When Albrecht returned to his village, the Durer family held a festive dinner on their lawn to celebrate his triumphant homecoming. After a long and memorable meal, punctuated with music and laughter, Albrecht rose from his honored position at the head of the table to drink a toast to his beloved brother, Albert, for the years of sacrifice that had enabled Albrecht to fulfill his ambition. His closing words were, "And now, Albert, blessed brother of mine, now it is your turn. Now you can go to Nuremberg to pursue your dream, and I will take care of you."

All heads turned in eager expectation to the far end of the table where Albert sat, tears streaming down his pale face, shaking his lowered head from side to side while he sobbed and repeated, over and over, "No ...no ...no ...no."

Finally, Albert rose and wiped the tears from his cheeks. He glanced down the long table at the faces he loved, and then, holding his hands close to his right cheek, he said softly, "No, brother. I cannot go to Nuremberg. It is too late for me. Look ... look what four years in the mines have done to my hands! The bones in every finger have been smashed at least once, and lately I have been suffering from arthritis so badly in my right hand that I cannot even hold a glass to return your toast, much less make delicate lines on parchment or canvas with a pen or a brush. No, brother ... for me it is too late."

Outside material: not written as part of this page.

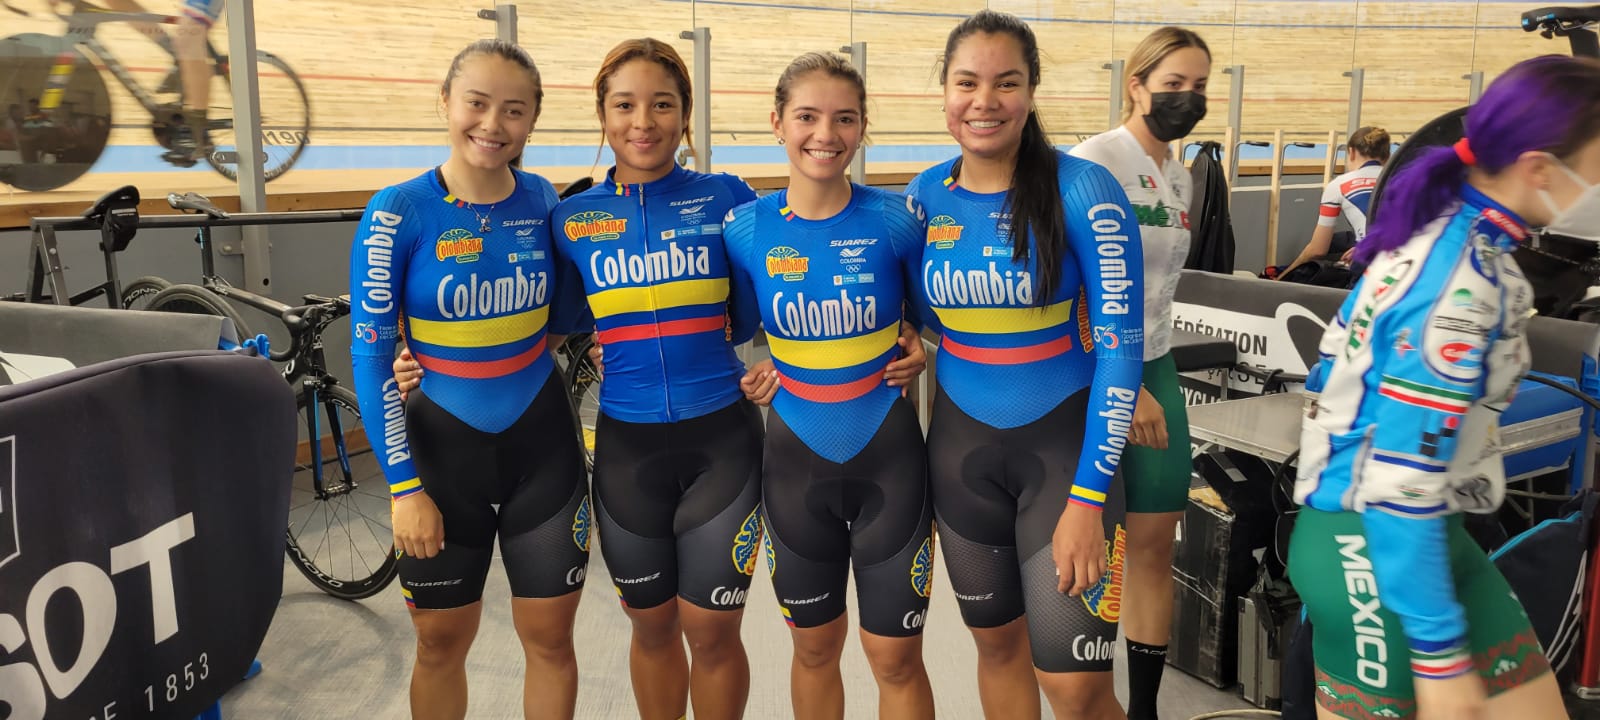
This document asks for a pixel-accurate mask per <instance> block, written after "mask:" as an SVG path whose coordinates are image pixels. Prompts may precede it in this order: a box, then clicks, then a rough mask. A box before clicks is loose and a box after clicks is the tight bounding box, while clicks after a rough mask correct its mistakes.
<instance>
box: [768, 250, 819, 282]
mask: <svg viewBox="0 0 1600 720" xmlns="http://www.w3.org/2000/svg"><path fill="white" fill-rule="evenodd" d="M810 270H811V258H806V256H802V254H800V251H798V250H795V248H790V246H787V245H779V246H776V248H773V250H768V251H766V277H778V275H782V278H784V280H789V282H794V280H805V274H806V272H810Z"/></svg>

One day, to pay homage to Albert for all that he had sacrificed, Albrecht Durer painstakingly drew the hands with palms together and thin fingers stretched skyward. He called his powerful drawing simply "Hands," but the entire world almost immediately opened their hearts to his great masterpiece and renamed his tribute of love "The Praying Hands."

Albrecht Dürer (1471 – 1528) was a German painter, printmaker, engraver, mathematician, and theorist from Nuremberg. His prints established his reputation across Europe when he was still in his twenties, and he has been conventionally regarded as the greatest artist of the Northern Renaissance ever since.